A Novel Method to Denoise Images Based on a Meta-heuristic Algorithm and Pre-learned Dictionary

Abstract

Noise may affect images in many ways during different processes. Such as during obtaining, distribution, processing, or compressing. The Sparse Representation (SR) algorithm is one of the best strategies for noise reduction. One meta-heuristic algorithm is the Particle Swarm Optimization (PSO). This research demonstrates excellent results in noise reduction in the Fast PSO version while utilizing the SRs as well as meta-heuristic algorithms to gain. This method is known as FPSO-MP and it depends on the Pursuit Algorithm (MP) that matches. In this proposed study, a Dynamic-Multi-Swarm (DMS) method and a pre-learned dictionary (FPSO-MP) approach is presented to reduce the time for the learning dictionary calculations. The output of the denoising algorithm QPSO-MP is dependable on dictionary learning because of the dictionary size or increased number of patches. Similar to this work, a Non-locally Estimated Sparse Coefficient (NESC) is one explanation for the low efficiency of the original algorithm. Compared to the original PSO-MP method, these enhancements have achieved substantial gains in computational efficiency of approximately 92% without sacrosanct image quality. After modification, the proposed FPSO-MP technique is in contrast with the original PSO-MP method. The scientific findings demonstrate that the FPSO-MP algorithm is much more efficient and faster than the original algorithm, without affecting image quality.

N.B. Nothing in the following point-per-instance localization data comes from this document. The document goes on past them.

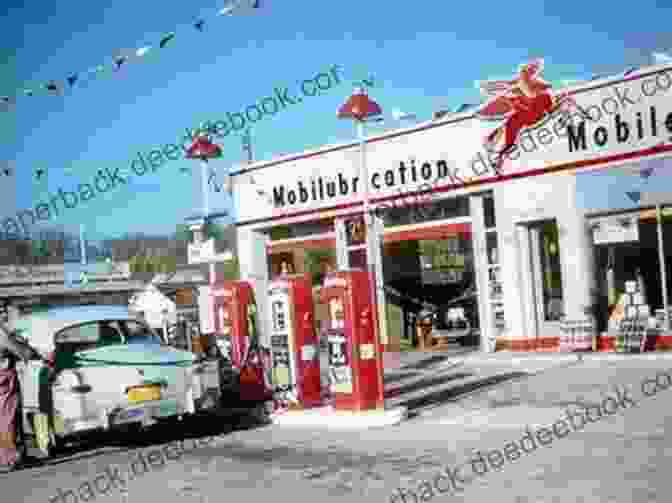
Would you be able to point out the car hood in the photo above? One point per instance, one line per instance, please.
(135, 354)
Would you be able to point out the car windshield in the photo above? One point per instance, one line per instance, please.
(137, 333)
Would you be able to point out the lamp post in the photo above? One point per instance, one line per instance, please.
(360, 108)
(204, 149)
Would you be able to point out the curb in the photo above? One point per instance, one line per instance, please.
(327, 417)
(568, 357)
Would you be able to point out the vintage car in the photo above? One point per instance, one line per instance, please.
(103, 368)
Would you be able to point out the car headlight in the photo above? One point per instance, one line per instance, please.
(67, 380)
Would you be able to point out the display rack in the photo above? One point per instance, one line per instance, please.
(495, 290)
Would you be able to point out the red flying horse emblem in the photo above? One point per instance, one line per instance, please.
(521, 102)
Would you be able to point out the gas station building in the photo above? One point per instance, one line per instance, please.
(539, 259)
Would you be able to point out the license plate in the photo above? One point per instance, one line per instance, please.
(130, 414)
(144, 394)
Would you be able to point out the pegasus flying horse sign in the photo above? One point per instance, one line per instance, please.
(525, 101)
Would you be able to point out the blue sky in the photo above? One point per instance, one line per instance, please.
(424, 56)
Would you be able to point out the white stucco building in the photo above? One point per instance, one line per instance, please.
(523, 238)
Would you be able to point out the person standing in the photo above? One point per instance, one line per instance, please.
(9, 411)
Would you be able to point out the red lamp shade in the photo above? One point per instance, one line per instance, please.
(203, 149)
(359, 106)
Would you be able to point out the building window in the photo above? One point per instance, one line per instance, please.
(414, 209)
(489, 212)
(551, 274)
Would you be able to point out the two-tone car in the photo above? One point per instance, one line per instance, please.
(104, 368)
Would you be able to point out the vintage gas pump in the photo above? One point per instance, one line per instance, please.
(355, 356)
(230, 303)
(294, 342)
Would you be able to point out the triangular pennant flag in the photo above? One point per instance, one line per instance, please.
(166, 38)
(634, 196)
(97, 69)
(660, 58)
(119, 61)
(228, 9)
(646, 172)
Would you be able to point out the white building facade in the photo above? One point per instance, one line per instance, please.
(529, 243)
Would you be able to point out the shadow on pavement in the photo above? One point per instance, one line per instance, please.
(454, 394)
(426, 383)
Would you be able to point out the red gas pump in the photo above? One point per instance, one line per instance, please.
(235, 319)
(294, 343)
(355, 356)
(229, 302)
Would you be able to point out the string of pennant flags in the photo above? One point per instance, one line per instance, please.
(56, 87)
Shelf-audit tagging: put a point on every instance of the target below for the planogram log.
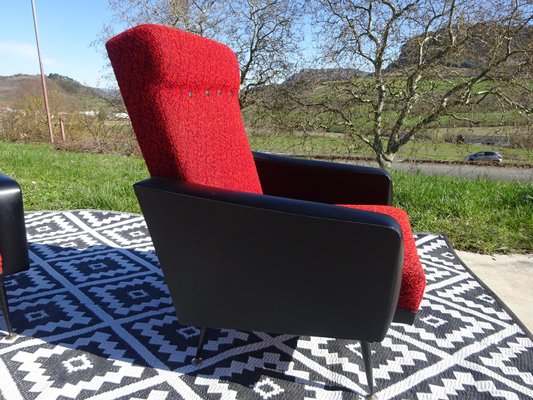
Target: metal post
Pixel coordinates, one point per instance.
(62, 127)
(43, 80)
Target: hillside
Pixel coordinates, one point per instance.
(65, 94)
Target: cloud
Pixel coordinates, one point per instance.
(27, 51)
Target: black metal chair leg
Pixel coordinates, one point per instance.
(5, 308)
(198, 359)
(367, 360)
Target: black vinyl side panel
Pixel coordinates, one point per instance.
(253, 262)
(13, 241)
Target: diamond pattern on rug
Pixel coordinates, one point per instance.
(95, 318)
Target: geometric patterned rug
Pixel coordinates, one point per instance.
(95, 320)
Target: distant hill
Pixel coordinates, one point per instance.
(65, 94)
(320, 75)
(479, 40)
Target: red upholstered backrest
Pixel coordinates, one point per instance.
(181, 93)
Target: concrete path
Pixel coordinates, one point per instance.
(510, 277)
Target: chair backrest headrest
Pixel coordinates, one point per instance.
(181, 92)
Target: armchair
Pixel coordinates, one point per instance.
(255, 241)
(13, 242)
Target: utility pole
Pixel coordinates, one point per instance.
(43, 80)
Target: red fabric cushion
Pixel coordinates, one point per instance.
(181, 93)
(413, 277)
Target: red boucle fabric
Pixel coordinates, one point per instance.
(413, 277)
(181, 93)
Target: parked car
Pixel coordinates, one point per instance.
(485, 156)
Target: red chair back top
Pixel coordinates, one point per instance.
(181, 92)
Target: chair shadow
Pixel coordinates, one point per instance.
(109, 306)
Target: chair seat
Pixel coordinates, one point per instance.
(413, 278)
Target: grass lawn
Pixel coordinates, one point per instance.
(478, 215)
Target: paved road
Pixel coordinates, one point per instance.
(468, 171)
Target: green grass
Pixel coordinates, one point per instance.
(58, 180)
(478, 215)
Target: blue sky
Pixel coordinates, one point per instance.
(66, 30)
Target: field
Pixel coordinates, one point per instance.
(478, 215)
(338, 145)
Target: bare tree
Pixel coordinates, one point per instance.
(428, 60)
(262, 33)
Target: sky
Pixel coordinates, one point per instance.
(66, 30)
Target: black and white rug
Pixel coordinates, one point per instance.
(95, 320)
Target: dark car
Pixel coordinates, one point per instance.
(485, 156)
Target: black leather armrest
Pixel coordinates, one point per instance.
(324, 182)
(335, 271)
(13, 242)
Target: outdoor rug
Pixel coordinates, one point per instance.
(95, 320)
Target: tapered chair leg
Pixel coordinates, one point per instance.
(5, 308)
(367, 360)
(198, 359)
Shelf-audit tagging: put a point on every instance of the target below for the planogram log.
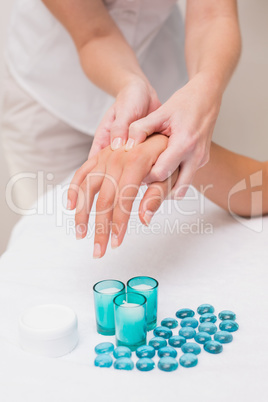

The proposed method follows the original technique and therefore reduces during run-time. The result of this study demonstrates that the bestdenoised images can always be accessed from the pre-learned dictionary rather than the learning dictionary developed across the noisy image during runtime. We constructed images dataset from the BSD500 collection and performed a statistical test on these images. The actual findings reveal that the suggested method is excellent for noise reduction (noise elimination) as well as highly efficient during runtime. The analytical findings indicate that both quantitative and image performance outcomes are obtained with the proposed FPSO-MP approach during its contradiction with when denoising algorithms.